Но вдругъ опъ поднялъ глаза къ небу, почерпнулъ, казалось, новый запасъ покорности къ провидѣнію въ какой-то благоговѣйной мысли, и, посмотрѣвъ съ родительскимъ сожалѣніемъ на свою дочь, которая въ сію минуту была дѣйствительно тронута, онъ взялъ ее за руку, и, пожавъ оную, сказалъ си съ нѣжностію:

— Богъ мнѣ свидѣтель! бѣдное, заблудшееся дитя мое, что я добросовѣстно выполнилъ долгъ отца въ отношеніи къ тебѣ, что я говорю, не только добросовѣстно, но съ любовію, милая Эмилія. Такъ, свидѣтельствуюсь Богомъ, что въ эту зиму, я ввелъ въ твое общество многихъ честныхъ, молодыхъ людей, которыхъ личныя достоинства; нравственность, характеръ были мнѣ извѣстны, и всѣ показались намъ достойными тебя. Дочь моя, долгъ мои исполненъ. Отнынѣ, предоставляю тебѣ полную свободу, и почитаю себя счастливымъ, и въ тоже время несчастливымъ, сложивъ съ себя тягчайшую изъ обязанностей родительскихъ. Можетъ быть уже не долго ты будешь внимать голосу, который, къ несчастію; никогда не былъ строгимъ; но помни, что супружеское счастіе основано болѣе на взаимномъ уваженіи, нежели на блестящихъ качествахъ и на богатствѣ. Сіе благополучіе, по существу своему, и смиренно и безъ блеску. Такъ, дочь моя, я благословлю того молодаго человѣка, котораго ты мнѣ представишь какъ зятя, но если ты будешь несчастлива, то помни, что не имѣешь права обвинять отца твоего. Я не откажусь содѣйствовать и вспомоществовать тебѣ; но если ты сдѣлаешь выборъ, онъ долженъ быть рѣшительнымъ; потому что я не соглашусь два раза подвергать опасности должное моимъ сѣдинамъ уваженіе.

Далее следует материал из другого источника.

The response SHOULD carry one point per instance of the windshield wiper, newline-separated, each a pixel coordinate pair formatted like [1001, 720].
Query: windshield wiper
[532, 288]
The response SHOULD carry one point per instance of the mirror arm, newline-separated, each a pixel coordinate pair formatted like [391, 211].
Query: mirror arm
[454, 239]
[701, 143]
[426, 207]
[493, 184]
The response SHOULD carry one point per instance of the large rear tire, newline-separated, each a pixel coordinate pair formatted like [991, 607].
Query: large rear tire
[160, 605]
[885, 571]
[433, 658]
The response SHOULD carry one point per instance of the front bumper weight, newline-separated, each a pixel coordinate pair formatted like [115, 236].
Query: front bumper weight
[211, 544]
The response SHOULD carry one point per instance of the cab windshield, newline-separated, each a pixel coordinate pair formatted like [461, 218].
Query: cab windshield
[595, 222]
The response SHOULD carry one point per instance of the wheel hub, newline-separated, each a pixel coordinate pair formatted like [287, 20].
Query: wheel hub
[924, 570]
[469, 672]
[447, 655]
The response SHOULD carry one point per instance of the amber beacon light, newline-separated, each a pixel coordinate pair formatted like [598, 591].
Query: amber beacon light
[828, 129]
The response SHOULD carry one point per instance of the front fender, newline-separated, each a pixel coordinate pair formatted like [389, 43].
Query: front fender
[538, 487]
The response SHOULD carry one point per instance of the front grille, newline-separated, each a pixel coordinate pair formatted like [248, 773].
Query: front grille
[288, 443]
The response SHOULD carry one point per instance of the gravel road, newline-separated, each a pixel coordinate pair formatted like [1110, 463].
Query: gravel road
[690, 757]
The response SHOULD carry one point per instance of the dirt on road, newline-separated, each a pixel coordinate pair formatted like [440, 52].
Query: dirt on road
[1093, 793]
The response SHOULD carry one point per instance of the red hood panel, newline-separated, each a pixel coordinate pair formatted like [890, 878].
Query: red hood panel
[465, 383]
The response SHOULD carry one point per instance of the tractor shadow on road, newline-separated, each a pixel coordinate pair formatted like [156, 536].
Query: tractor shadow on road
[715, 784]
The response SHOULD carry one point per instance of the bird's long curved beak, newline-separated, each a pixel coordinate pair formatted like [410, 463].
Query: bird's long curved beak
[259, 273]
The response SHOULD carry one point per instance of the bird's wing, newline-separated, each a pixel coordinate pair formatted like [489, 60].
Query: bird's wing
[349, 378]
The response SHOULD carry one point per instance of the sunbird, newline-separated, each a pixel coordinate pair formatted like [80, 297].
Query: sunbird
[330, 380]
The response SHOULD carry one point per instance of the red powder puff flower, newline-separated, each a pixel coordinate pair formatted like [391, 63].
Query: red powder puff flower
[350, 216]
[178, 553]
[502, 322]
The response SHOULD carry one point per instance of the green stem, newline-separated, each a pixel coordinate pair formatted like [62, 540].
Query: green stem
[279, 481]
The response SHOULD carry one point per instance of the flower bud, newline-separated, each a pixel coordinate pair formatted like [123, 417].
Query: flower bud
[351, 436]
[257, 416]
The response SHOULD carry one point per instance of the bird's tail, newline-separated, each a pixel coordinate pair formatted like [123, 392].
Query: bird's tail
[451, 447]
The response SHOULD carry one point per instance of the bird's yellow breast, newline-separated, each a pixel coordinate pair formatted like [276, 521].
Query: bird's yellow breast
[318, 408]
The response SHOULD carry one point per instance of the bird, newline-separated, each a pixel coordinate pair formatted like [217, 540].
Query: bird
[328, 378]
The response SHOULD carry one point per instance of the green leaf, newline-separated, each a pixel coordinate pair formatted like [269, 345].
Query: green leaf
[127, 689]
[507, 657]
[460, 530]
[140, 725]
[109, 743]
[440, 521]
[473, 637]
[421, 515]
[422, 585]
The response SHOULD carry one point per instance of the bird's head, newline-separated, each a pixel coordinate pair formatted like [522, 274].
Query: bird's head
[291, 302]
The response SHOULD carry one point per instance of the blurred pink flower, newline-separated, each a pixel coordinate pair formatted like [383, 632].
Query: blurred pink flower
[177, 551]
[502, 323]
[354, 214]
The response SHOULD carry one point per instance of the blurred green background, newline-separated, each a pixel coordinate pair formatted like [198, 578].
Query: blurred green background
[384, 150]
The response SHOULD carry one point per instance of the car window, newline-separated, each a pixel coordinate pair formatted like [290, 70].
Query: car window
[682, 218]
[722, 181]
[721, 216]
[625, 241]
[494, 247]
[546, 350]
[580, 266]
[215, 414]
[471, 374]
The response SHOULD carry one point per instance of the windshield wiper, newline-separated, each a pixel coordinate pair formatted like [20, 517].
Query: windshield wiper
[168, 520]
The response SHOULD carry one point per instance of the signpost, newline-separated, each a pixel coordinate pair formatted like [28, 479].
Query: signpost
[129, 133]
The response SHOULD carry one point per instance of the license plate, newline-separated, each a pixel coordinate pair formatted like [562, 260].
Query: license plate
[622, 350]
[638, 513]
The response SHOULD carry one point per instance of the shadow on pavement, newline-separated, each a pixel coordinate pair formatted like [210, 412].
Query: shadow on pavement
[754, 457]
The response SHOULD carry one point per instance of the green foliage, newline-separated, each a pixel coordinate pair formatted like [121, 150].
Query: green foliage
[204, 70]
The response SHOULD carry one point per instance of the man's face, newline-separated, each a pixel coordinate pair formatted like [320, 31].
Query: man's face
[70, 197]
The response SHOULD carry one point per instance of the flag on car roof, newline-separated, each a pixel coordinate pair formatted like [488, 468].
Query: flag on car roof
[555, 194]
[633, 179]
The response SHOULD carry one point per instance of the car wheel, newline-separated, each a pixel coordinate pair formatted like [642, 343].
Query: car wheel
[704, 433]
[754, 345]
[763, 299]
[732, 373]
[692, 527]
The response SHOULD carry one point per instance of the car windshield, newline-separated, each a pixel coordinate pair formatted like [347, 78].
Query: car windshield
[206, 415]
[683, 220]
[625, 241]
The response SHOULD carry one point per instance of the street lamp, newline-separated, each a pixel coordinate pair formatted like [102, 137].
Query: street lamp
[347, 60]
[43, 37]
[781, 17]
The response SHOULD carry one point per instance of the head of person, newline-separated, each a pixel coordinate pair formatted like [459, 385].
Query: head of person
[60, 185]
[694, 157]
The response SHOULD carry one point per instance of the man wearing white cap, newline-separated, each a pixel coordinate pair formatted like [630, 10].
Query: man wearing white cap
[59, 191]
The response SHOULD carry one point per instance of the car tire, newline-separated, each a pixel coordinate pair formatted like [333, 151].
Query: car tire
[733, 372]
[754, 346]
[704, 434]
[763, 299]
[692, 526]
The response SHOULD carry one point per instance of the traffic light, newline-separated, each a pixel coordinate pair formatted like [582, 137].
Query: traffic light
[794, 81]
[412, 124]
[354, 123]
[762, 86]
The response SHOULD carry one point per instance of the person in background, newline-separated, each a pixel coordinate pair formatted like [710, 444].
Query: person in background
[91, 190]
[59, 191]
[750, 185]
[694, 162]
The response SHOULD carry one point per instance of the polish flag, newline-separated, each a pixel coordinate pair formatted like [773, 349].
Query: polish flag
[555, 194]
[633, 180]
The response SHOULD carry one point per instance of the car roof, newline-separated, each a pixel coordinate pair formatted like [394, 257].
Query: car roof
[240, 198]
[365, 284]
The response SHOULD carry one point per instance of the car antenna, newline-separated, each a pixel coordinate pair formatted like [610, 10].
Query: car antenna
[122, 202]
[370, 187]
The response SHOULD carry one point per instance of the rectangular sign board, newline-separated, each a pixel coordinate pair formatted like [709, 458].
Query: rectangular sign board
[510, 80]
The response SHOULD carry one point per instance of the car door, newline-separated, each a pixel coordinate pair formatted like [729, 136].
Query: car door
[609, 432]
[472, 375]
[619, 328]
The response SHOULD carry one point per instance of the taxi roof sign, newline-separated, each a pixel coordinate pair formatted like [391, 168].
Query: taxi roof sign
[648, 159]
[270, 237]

Родительская нѣжность, отражавшаяся въ попечительныхъ увѣщаніяхъ ея отца, и его торжественный голосъ живо тронули дѣвицу Фонтенъ, но она скрыла чувствованія, возбужденныя въ ея сердцѣ, и съ легкостію вскочивъ на колѣни Графа, который сѣлъ въ сильномъ еще волненіи, она осыпала его нѣжнѣйшими ласками, свойственными женщинамъ, такъ что наконецъ морщины сгладились на челѣ старца, Когда Эмилія замѣтила, что сильное волненіе ея отца ослабѣло, она сказала ему въ полголоса:

— Очень васъ благодарю, любезный батюшка, за ваше милостивое позволеніе. Вы убрали вашу комнату, чтобы принять вами любимую дочь? Вы, можетъ быть, не надѣялись найти ее столь безразсудною и непокорною?…… Но, батюшка, развѣ такъ трудно выйти замужь за Пера Франціи?….. Вы же говорили, что въ сіе достоинство будутъ возводить дюжинами…… Ахъ! вы по крайней мѣрѣ не откажете мнѣ въ вашихъ совѣтахъ!…….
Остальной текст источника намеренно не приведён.